A replacement button emerged from the end of a Delrin rod:
The original buttons had an expanding stem, which is easy to do with an injection-molded part. I opted for simple adhesive, with enough of a blob underneath the shelf to (presumably) lock it in place forevermore:
The slides required an iterative design technique (pronounced “fumbling around”), because nothing on either side remained square / plumb / true / unbent. I hacked the first version from scrap acrylic, broke off anything that didn’t fit, and got better measurements from what remained:
With those measurements in hand, the second version used a pair of weird flat-head shoulder screws (probably from a hard drive) to anchor 3D printed angle brackets into the frame:
Those worked reasonably well, but PETG doesn’t produce a nice sliding surface, so the final version has flat-head Delrin studs in slightly tweaked brackets:
As with the buttons in the back, the original slides had expanding studs holding them in place, but glue works fine here, too:
The button isn’t quite square to the surface and the slide isn’t quite flush with the bent metal in the frame, but it’s Good Enough™ for a shelf that won’t get lots of mileage.

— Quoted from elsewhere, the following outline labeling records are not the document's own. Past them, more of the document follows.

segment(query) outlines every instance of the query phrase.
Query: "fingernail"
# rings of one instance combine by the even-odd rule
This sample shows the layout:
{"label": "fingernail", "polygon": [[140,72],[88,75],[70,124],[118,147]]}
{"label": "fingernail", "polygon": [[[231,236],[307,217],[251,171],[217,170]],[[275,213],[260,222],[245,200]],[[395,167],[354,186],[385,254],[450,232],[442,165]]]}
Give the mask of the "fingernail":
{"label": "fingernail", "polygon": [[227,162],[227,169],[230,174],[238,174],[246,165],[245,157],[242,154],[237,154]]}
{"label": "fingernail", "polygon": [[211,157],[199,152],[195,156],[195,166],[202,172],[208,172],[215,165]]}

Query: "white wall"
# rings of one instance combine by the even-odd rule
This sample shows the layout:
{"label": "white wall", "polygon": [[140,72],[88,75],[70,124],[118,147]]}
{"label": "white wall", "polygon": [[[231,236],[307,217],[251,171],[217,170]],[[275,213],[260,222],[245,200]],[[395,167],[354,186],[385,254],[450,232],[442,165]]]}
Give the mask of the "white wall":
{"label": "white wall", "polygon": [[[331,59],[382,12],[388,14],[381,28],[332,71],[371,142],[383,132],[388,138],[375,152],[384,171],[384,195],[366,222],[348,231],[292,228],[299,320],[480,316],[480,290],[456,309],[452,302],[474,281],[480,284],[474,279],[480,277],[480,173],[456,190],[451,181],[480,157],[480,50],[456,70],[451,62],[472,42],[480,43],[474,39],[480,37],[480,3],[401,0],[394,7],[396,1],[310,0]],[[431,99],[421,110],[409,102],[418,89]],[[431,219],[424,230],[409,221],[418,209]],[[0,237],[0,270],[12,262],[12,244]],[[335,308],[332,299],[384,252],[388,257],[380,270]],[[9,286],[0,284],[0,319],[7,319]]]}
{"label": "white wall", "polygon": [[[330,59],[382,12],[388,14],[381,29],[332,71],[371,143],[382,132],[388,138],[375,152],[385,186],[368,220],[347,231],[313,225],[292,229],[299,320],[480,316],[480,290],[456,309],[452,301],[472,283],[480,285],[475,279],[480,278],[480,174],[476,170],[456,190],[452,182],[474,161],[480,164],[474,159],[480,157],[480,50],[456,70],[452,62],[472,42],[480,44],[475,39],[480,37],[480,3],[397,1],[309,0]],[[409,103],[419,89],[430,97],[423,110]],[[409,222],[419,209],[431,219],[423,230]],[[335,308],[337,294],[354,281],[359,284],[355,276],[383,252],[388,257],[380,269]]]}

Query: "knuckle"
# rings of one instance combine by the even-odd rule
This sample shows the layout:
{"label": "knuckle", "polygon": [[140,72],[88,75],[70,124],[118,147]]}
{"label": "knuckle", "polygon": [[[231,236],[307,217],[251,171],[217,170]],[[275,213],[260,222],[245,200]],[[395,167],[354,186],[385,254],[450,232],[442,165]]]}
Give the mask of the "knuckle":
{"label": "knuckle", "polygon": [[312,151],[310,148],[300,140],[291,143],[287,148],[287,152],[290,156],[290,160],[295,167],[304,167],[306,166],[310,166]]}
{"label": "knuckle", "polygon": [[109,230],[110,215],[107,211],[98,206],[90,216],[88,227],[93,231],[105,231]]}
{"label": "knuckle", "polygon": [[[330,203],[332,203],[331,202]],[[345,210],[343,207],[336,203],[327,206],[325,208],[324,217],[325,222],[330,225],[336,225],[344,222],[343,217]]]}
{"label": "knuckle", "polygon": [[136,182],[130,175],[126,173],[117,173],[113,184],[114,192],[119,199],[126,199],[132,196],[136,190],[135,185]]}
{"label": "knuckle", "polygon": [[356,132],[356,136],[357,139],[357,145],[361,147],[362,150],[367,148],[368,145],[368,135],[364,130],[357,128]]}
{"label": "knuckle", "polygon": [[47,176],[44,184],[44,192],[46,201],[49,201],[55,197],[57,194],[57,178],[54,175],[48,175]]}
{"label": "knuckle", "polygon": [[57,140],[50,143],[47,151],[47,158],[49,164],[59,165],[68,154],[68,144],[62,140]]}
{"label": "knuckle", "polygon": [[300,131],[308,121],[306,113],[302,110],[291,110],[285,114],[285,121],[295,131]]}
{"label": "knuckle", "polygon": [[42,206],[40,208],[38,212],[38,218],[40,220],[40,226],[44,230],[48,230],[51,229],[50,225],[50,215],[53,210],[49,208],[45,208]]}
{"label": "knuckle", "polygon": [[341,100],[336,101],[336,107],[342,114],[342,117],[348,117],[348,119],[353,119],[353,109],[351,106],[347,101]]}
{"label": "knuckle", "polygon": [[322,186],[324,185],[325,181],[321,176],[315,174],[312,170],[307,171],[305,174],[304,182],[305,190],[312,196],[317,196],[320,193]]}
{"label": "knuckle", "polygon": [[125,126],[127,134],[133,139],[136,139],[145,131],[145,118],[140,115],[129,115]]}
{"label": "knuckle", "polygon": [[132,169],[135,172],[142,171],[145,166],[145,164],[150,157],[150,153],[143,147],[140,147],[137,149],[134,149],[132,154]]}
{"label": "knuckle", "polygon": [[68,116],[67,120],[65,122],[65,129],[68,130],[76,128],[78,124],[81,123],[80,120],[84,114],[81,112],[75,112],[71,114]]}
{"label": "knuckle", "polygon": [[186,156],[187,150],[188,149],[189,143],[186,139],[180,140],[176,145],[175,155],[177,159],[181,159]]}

For reference, the brackets should print vertically to wrap the plastic threads around the upright for better strength:
If you did it the obvious way, the upright side would break right off at the first insult from the hulking shelf, although they’re basically a solid chip of plastic, with a little infill inside the bottom slab.
While I was at it, I pulled the springs to make them a bit longer, so they touch the back of the frame when the shelf is half an inch behind the front face of the drawers. A firm push and those Delrin contact points let the shelf pop out an inch or so, with plenty of room for fingers underneath the front edge.
Some drawer slide stops near the back needed attention, too:
I cannot imagine how hard somebody slammed the drawers, because bending the stops back to a right angle required a Vise-Grip and some muttering:
Oddly, the cushiony hollow side faces away from the drawer, toward the back of the frame, because putting it forward holds the drawer front proud of the front frame face. Maybe HON cost-reduced the steel slides by making them just slightly shorter and using the same bumpers?
The drawers have begun filling up from boxes scattered around the house:
That’s the “orange” part of Mary’s collection, now with plenty of room to grow!